Rathore Abhishek, Singh Vikas K, Pandey Sarita K, Rao Chukka Srinivasa, Thakur Vivek, Pandey Manish K, Anil Kumar V, Das Roma Rani
International Crops Research Institute for the Semi-Arid Tropics (ICRISAT), Hyderabad, India.
Adv Biochem Eng Biotechnol. 2018;164:277-292. doi: 10.1007/10_2017_56.
Agricultural disciplines are becoming data intensive and the agricultural research data generation technologies are becoming sophisticated and high throughput.
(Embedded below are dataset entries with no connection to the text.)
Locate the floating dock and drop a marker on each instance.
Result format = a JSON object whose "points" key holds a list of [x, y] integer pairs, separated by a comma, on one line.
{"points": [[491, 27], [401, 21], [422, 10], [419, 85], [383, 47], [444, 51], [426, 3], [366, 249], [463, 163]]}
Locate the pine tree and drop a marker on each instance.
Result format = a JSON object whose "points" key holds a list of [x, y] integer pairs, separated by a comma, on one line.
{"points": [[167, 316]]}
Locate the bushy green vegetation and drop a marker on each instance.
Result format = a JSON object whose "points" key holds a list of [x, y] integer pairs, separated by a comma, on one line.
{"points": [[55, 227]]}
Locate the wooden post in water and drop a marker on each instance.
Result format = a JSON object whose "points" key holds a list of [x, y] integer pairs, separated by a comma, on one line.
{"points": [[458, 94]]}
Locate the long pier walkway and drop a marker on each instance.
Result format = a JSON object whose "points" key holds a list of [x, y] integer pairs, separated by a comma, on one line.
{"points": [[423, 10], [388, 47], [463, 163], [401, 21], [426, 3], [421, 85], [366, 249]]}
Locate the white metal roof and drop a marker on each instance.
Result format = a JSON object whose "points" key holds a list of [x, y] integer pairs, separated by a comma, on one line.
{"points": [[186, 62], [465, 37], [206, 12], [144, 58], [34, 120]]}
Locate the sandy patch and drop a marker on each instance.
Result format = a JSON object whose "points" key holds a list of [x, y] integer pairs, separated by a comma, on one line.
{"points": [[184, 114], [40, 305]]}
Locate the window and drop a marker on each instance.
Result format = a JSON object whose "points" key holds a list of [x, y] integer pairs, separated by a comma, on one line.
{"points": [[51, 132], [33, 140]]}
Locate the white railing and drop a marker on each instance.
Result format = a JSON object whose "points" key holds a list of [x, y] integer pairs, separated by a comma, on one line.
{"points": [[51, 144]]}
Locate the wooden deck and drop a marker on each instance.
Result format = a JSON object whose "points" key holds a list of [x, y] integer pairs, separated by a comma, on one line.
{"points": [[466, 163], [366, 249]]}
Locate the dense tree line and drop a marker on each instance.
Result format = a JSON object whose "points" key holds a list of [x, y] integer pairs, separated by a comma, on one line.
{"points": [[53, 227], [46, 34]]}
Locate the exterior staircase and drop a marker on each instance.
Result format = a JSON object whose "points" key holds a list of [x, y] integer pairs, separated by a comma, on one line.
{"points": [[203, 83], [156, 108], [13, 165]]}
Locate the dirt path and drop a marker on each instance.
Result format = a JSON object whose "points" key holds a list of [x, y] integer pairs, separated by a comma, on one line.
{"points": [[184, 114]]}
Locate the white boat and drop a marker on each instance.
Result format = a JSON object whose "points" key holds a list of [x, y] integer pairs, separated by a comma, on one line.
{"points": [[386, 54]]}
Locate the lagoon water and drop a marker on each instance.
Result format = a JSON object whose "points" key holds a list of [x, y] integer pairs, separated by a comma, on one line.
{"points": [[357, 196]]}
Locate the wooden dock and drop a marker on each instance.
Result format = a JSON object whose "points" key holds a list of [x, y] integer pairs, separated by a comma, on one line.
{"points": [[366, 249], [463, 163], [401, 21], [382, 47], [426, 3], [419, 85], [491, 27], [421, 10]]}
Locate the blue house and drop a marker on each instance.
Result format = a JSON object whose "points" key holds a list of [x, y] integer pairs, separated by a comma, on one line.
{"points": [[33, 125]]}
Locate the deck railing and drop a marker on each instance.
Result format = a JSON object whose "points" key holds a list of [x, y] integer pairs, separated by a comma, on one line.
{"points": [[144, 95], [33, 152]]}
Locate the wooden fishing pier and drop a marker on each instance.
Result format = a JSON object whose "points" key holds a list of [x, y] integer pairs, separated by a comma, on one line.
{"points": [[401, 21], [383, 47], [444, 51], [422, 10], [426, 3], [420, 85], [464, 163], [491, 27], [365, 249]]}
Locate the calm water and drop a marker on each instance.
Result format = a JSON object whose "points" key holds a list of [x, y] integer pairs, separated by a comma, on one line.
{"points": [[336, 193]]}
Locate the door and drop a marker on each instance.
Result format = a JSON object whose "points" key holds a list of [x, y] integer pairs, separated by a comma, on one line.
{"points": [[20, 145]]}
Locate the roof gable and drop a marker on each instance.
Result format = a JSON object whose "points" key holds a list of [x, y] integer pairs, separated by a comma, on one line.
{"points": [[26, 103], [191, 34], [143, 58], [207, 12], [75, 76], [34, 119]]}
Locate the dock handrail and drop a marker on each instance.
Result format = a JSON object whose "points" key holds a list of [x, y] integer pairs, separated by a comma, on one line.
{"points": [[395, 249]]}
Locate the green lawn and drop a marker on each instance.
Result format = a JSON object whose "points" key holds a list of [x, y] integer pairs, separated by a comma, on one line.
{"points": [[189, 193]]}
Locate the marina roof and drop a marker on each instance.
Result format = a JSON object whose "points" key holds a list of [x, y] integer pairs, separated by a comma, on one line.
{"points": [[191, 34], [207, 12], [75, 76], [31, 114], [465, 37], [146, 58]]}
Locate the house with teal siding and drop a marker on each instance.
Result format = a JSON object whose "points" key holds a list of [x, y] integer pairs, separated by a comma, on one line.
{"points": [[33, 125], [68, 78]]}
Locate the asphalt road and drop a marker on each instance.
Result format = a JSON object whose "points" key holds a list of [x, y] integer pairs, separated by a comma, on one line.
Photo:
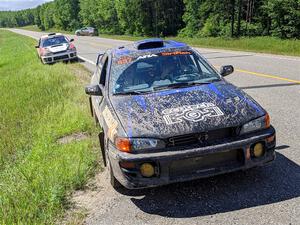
{"points": [[267, 195]]}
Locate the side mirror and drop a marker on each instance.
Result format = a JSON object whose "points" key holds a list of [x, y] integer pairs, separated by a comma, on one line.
{"points": [[98, 58], [93, 90], [226, 70]]}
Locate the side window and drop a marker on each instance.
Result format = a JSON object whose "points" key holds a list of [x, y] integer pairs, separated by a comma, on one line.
{"points": [[104, 70]]}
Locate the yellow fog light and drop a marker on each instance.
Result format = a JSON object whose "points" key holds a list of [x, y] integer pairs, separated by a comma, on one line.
{"points": [[147, 170], [258, 150]]}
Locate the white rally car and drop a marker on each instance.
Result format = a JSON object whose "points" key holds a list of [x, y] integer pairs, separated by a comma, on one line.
{"points": [[56, 47]]}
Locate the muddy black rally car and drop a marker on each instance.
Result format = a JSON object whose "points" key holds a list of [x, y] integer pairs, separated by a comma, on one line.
{"points": [[168, 116]]}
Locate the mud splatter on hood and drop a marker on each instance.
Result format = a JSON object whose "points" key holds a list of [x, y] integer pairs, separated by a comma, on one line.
{"points": [[187, 110]]}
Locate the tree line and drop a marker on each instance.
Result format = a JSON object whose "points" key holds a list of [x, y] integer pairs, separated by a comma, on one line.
{"points": [[191, 18]]}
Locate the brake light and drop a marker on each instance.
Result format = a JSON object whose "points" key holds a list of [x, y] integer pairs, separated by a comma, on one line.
{"points": [[267, 121]]}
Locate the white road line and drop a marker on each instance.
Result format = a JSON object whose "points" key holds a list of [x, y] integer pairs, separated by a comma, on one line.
{"points": [[87, 60]]}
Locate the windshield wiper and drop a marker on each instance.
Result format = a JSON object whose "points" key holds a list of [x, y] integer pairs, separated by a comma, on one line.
{"points": [[179, 85], [132, 93]]}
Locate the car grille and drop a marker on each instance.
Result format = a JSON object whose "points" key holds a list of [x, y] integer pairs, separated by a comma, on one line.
{"points": [[61, 57], [203, 139], [60, 52], [206, 164]]}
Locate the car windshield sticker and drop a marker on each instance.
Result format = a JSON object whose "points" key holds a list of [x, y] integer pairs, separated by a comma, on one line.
{"points": [[124, 60], [175, 53], [194, 113], [147, 56]]}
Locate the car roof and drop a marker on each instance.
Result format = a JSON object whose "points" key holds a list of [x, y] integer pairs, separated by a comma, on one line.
{"points": [[147, 46], [51, 35]]}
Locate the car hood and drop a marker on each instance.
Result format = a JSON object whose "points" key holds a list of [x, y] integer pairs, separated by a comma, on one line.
{"points": [[58, 48], [184, 111]]}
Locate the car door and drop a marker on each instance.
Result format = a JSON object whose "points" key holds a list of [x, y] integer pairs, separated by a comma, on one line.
{"points": [[99, 78], [83, 31]]}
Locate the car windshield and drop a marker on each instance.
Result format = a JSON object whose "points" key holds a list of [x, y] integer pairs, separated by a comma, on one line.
{"points": [[147, 73], [57, 40]]}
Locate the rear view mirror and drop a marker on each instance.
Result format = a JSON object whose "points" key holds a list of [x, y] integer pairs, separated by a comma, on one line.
{"points": [[226, 70], [93, 90]]}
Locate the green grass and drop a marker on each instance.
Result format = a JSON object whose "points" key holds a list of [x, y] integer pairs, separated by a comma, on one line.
{"points": [[38, 105]]}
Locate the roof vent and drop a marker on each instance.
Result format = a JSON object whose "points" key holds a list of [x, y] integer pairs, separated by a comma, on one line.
{"points": [[149, 44]]}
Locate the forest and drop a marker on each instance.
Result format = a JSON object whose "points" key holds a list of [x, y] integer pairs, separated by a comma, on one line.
{"points": [[160, 18]]}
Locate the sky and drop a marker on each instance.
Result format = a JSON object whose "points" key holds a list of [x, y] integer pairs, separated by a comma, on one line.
{"points": [[20, 4]]}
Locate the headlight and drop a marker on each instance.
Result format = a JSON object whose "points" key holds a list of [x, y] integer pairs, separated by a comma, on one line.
{"points": [[257, 124], [71, 47], [136, 144], [46, 52]]}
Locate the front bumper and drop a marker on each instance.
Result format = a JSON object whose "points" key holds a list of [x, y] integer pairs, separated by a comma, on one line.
{"points": [[56, 57], [186, 163]]}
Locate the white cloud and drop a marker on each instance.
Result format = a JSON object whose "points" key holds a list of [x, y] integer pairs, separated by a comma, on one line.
{"points": [[20, 4]]}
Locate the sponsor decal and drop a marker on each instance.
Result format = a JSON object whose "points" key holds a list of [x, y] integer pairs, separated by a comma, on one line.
{"points": [[147, 56], [194, 113], [176, 53], [124, 60], [111, 123]]}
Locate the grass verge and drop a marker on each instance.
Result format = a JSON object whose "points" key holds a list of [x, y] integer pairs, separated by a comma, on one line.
{"points": [[270, 45], [39, 104]]}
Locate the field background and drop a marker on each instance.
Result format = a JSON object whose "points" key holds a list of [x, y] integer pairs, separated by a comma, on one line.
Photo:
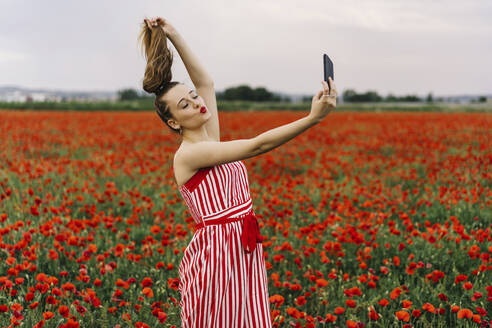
{"points": [[373, 219]]}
On the one hand, high-throughput genotyping is generating petabytes of data; on the other hand, high-throughput phenotyping platforms are also generating data of similar magnitude. Under modern integrated crop breeding, scientists are working together by integrating genomic and phenomic data sets of huge data volumes on a routine basis. To manage such huge research data sets and use them appropriately in decision making, Data Management Analysis & Decision Support Tools (DMASTs) are a prerequisite. DMASTs are required for a range of operations including generating the correct breeding experiments, maintaining pedigrees, managing phenotypic data, storing and retrieving high-throughput genotypic data, performing analytics, including trial analysis, spatial adjustments, identifications of MTAs, predicting Genomic Breeding Values (GEBVs), and various selection indices. DMASTs are also a prerequisite for understanding trait dynamics, gene action, interactions, biology, GxE, and various other factors contributing to crop improvement programs by integrating data generated from various science streams. These tools have simplified scientists' lives and empowered them in terms of data storage, data retrieval, data analytics, data visualization, and sharing with other researchers and collaborators. This chapter focuses on availability, uses, and gaps in present-day DMASTs. Graphical Abstract.
农业学科正变得数据密集型,并且农业研究数据生成技术正变得复杂且高通量。一方面,高通量基因分型正在产生PB级的数据;另一方面,高通量表型分析平台也在产生类似数量级的数据。在现代综合作物育种中,科学家们日常会整合大量的基因组和表型组数据集来共同开展工作。为了管理如此庞大的研究数据集并在决策中恰当地使用它们,数据管理分析与决策支持工具(DMASTs)是必不可少的。DMASTs对于一系列操作都是必需的,包括开展正确的育种实验、维护系谱、管理表型数据、存储和检索高通量基因型数据、进行分析,包括试验分析、空间调整、标记-性状关联(MTA)鉴定、预测基因组育种值(GEBVs)以及各种选择指数。通过整合来自不同科学领域生成的数据,DMASTs也是理解性状动态、基因作用、相互作用、生物学、基因-环境互作(GxE)以及其他有助于作物改良计划的各种因素的前提条件。这些工具简化了科学家的工作,并在数据存储、数据检索、数据分析、数据可视化以及与其他研究人员和合作者共享方面赋予了他们能力。本章重点关注当今DMASTs的可用性、用途和差距。图形摘要。